Un gruppo di 63 rifugiati, tra cui famiglie e persone vulnerabili, è arrivato in Italia grazie ai corridoi umanitari promossi da Caritas Italiana. La diocesi di Verona ha partecipato attivamente all'iniziativa, offrendo percorsi di inclusione.
Accoglienza diffusa in Italia
Sessantatré persone vulnerabili hanno raggiunto l'Italia. Sono arrivate a Roma tramite il progetto dei corridoi umanitari. L'iniziativa è promossa da Caritas Italiana. Il sostegno della Conferenza Episcopale Italiana è stato fondamentale. Sono stati utilizzati fondi dell'8xmille alla Chiesa cattolica. Le persone sono state in attesa per oltre sei mesi. Le procedure per un'uscita sicura dalla Giordania sono state complesse. Ora potranno iniziare una nuova vita in Italia.
La diocesi di Verona ha aderito con entusiasmo. Si è unita ad altre diocesi italiane. Tra queste: Vittorio Veneto, Fano, Conversano-Monopoli, San Marco Argentano, Messina, Milano, Oppido Mamertina-Palmi, Perugia, Como, Vigevano, Tricarico. Anche l'Eparchia di Piana degli Albanesi partecipa. Queste realtà si sono attivate subito. Offrono accoglienza diffusa e percorsi concreti di inclusione. Le comunità locali collaborano attivamente.
Un lavoro di rete per la dignità
L'arrivo all'aeroporto di Fiumicino segna il successo.
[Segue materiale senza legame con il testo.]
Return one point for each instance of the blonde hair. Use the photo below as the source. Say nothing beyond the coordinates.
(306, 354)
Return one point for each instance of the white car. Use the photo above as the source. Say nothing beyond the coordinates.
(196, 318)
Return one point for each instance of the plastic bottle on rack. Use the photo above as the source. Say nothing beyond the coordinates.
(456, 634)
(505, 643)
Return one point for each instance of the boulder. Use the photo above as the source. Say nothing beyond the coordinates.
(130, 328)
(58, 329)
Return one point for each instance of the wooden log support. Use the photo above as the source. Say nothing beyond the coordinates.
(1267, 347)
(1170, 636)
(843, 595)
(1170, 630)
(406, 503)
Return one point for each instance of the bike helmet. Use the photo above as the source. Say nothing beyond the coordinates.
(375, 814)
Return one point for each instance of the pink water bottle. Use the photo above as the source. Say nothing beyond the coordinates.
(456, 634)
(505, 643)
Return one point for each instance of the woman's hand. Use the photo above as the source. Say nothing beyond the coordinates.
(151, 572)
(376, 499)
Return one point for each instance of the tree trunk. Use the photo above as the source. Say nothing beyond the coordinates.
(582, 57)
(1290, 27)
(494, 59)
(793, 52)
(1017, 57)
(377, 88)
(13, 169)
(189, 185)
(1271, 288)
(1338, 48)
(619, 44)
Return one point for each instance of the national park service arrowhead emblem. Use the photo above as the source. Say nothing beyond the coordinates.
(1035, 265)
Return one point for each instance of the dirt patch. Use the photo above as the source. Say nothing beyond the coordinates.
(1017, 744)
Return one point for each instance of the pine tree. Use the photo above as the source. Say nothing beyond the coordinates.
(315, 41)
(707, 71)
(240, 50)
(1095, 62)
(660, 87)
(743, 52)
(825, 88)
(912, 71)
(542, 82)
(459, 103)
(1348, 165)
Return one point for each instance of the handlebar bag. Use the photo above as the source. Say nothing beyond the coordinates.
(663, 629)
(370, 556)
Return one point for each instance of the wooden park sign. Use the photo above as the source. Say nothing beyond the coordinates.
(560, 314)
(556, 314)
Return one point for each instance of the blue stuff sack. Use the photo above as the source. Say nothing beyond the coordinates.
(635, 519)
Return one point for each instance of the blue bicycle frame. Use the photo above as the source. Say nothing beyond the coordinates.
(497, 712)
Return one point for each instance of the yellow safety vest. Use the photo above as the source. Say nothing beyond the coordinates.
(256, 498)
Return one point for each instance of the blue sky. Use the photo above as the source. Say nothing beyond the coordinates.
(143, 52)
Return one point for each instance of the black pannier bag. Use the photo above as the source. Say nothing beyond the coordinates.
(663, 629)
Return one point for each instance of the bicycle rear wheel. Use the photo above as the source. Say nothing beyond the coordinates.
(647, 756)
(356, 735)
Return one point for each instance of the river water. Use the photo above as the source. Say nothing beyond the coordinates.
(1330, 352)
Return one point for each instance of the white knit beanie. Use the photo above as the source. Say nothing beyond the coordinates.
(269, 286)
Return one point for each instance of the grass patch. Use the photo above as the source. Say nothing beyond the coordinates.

È il compimento di un lavoro silenzioso. È stato frutto di una delicata collaborazione. Hanno lavorato insieme organizzazioni umanitarie. Anche il Governo italiano ha contribuito. Le autorità dei Paesi di primo asilo sono state essenziali. Le Caritas diocesane accoglieranno i nuclei familiari. Le accompagneranno verso le destinazioni finali. Offriranno supporto per l'integrazione sociale. Aiuteranno nell'inserimento abitativo e lavorativo.
Il direttore di Caritas Italiana, don Marco Pagniello, ha commentato. «I corridoi umanitari non risolvono il dramma delle migrazioni forzate», ha detto. «Ma testimoniano che un'altra strada esiste». È una via concreta. Nasce dal desiderio di percorsi sicuri. Mette al centro la dignità della persona. La volontà è di costruire un futuro migliore.
Provenienza e speranza per il futuro
Tra i beneficiari in partenza da Amman ci sono molti bambini. Ci sono anche intere famiglie. Provengono da Yemen, Sudan, Iraq e Somalia. Per molti di loro questo viaggio rappresenta una possibilità concreta. Potranno lasciare alle spalle guerra e precarietà. Abbandoneranno la paura. Si apriranno a un futuro di speranza. Questo progetto offre una via di fuga sicura. Permette di ricominciare lontano dai conflitti.